Example 2: if path="s3://my-bucket-name/folder" and filename_suffix=".csv" and partition is stored in s3://my-bucket-name/folder/2019-12-04/data.csv then its Partition ID is 2019-12-04/data.

Note: PartitionedDataSet implements caching on load operation, which means that if multiple nodes consume the same PartitionedDataSet, they will all receive the same partition dictionary even if some new partitions were added to the folder after the first load has been completed. This is done deliberately to guarantee the consistency of load operations between the nodes and avoid race conditions. You can reset cache by calling .invalidate_cache() method of the partitioned dataset object.

Partitioned dataset save

PartitionedDataSet also supports a save operation. Let’s assume the following configuration:

# conf/base/catalog.yml

new_partitioned_dataset:
  type: "PartitionedDataSet"
  path: "s3://my-bucket-name"
  dataset: "CSVS3DataSet"
  filename_suffix: ".csv"

node definition:

from kedro.pipeline import node

node(create_partitions, inputs=None, outputs="new_partitioned_dataset")

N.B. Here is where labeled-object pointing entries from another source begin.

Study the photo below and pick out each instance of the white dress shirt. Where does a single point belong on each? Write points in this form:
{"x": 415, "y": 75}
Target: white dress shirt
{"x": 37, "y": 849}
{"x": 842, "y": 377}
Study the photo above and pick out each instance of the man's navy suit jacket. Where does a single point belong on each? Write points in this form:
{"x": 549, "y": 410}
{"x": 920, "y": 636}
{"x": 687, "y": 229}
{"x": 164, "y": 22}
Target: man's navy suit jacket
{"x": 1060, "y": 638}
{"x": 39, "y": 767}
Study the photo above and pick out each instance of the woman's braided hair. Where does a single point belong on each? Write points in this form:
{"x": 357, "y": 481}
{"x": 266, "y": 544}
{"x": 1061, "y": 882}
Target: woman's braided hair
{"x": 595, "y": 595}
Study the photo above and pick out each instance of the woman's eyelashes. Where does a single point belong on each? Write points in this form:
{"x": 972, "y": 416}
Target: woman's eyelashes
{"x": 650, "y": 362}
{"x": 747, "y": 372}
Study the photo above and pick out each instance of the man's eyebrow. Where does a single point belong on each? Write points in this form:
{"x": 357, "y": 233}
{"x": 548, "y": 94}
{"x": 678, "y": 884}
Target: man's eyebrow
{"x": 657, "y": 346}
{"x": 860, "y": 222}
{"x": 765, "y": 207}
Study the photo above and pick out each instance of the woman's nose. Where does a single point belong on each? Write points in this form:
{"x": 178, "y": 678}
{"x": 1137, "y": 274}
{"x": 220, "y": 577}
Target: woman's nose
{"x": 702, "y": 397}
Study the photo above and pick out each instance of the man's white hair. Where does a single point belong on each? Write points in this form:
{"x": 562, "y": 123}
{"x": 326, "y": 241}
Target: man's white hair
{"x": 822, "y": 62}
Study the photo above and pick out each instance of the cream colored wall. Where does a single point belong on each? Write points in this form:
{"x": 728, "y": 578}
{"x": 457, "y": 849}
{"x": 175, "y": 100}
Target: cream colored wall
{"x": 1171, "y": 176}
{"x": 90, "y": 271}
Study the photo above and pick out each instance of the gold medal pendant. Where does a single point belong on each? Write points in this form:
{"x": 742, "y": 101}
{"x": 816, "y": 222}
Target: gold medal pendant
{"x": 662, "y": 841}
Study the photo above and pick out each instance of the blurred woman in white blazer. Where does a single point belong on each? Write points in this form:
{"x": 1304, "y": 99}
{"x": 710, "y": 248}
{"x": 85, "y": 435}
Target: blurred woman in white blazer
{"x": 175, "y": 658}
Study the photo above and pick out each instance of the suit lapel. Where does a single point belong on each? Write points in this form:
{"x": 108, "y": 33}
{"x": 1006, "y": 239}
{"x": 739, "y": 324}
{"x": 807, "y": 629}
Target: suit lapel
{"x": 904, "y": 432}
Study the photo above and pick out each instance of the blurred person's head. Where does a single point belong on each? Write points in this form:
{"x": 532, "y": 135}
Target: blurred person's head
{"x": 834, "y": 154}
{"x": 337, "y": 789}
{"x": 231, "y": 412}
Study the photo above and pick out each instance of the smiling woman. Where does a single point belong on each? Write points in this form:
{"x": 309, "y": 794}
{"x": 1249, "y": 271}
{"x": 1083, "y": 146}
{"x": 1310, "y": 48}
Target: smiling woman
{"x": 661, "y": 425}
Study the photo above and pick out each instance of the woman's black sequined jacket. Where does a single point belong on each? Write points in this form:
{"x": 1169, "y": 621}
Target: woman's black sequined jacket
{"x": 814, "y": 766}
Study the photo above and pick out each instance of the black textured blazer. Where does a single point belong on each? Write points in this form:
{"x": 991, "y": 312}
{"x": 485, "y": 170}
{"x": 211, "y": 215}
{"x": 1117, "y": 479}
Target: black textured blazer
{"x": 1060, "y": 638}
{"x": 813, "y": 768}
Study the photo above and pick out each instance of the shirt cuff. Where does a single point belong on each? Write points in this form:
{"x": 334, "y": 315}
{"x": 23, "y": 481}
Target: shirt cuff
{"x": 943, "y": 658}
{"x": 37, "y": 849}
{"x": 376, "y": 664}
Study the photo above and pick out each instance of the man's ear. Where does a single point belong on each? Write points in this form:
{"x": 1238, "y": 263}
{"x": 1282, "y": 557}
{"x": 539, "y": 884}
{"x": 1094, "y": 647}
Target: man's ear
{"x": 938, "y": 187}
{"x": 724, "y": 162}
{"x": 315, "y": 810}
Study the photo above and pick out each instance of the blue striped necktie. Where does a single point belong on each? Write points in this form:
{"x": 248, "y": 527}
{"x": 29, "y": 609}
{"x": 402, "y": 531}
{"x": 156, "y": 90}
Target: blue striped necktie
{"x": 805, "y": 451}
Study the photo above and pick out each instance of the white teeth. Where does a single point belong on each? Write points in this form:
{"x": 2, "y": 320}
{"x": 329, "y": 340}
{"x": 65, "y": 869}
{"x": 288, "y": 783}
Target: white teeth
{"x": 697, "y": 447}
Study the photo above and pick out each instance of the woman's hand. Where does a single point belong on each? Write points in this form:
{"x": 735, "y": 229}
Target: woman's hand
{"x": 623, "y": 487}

and underlying node function create_partitions:

from typing import Any, Dict
import pandas as pd


def create_partitions() -> Dict[str, Any]:
    """Create new partitions and save using PartitionedDataSet.

    Returns:
        Dictionary with the partitions to create.
    """
    return {
        "part/foo": pd.DataFrame({"data": [1, 2]}),  # create a file "s3://my-bucket-name/part/foo.csv"
        "part/bar.csv": pd.DataFrame({"data": [3, 4]}),  # create a file "s3://my-bucket-name/part/bar.csv.csv"
    }
Note: Writing to an existing partition may result in its data being overwritten, if this case is not specifically handled by the underlying dataset implementation. You should implement your own checks to ensure that no existing data is lost when writing to a PartitionedDataSet. The simplest safety mechanism could be to use partition IDs that have a high chance of uniqueness - for example, the current timestamp.